Peg licked her lips but didn't respond.

Prue went on, “I know something's amiss.”

Peg said, “Oh, Prue, people will say anything. A few have called it a bad omen about your bridge; Jana Friedlander hopes it isn't the river taking revenge on you for your treatment of Losee, which I told her is absurd. Some say these things happen if you leave a manufactory in the care of a nineteen-year-old woman.”

“But the accident happened while I was there,” Prue said. Still, she had heard Peg plainly: “These things” included Marcel's accident as well. “Tem can manage without me when the need arises.”

Peg laid her dry palm on the side of Prue's face. “I know,” she said. “You know Simon and I believe in all of you, don't you?”

Prue did, even without her saying so. “Of course. You're the only people who never treated Pearl as if she were a changeling.”

Peg glanced off as if Pearl were still nearby. “Prue, your distillery provides as much work as anything else in this village. You employ more men than farm our fields. So I think it only natural people should worry what would become of them should you fail in your endeavor.”

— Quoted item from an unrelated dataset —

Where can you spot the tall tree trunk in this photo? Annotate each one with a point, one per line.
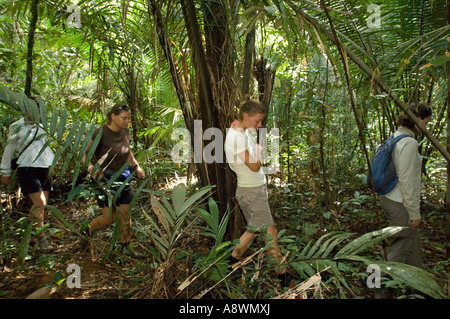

“But we shall not,” Prue said. “That's why we're building the new model—to test our methods of construction; to be sure.”

“I understand, but I'm not certain everyone does. I don't mean to offend you.”

Prue said, “I am merely surprised to hear so many people think that way, when the bridge has already brought employment for a few, and may yet prove a boon to many.”

“Prue,” Peg answered, “you're ignoring the obvious point: People see omens if they wish to see omens. Everything is a sign, when you're looking for a sign.”

Prue shook her head. Peg was no doubt correct. “I think we should go eat Ann Weatherspoon's cake. It doesn't look right to keep away.”

Peg inclined slightly toward her. “You'll simply have to prove them wrong.”

They walked past the rising heap of the new grave toward the gate. Peg's limp seemed more pronounced, walking uphill.

Winter was drawing nigh, and Brooklyn's scrubby brown hills, black rocks, and gray sky looked bleak as anyplace Prue could imagine. She was grateful to Peg for speaking plain, but troubled that her neighbors could think an accident—brought on in part by its victim's inexperience, and certain not to recur—a sign from above. At the same time, it numbed her to think the life of a husband and father could be undone in an instant, and in service of something as ultimately meaningless as the manufacture of liquor. And she worried about the bridge. Even in building Mr. Severn's church, some had been injured by saws, mallets, and the inevitable slips of attention; a project of the bridge's magnitude could not possibly go forward without some loss of life. Prue also knew that from the ancients forward, people had believed a bridge takes a human life during its building, to propitiate the water spirits against the sin of walking above them. A bridge didn't have to span the divide between the living and the dead to require this sacrifice; to
cross a body of water is always, at one level, to bargain with the Devil.

Prue was glad to have Peg beside her when she arrived at the Weatherspoon house. It was low of ceiling and stingy of windows, and had never been meant to hold more than a man and his family, without even the comfort of a fireplace in the second room. Now more than a hundred workingmen, half with their wives and broods in tow, were filing through to pay respects, as were a few of the landowners and businessmen. Prue's own dark thoughts made it difficult to be among her men and her neighbors; but Peg's reassurance kept Ann Weatherspoon's pound cake from turning to ashes on her tongue.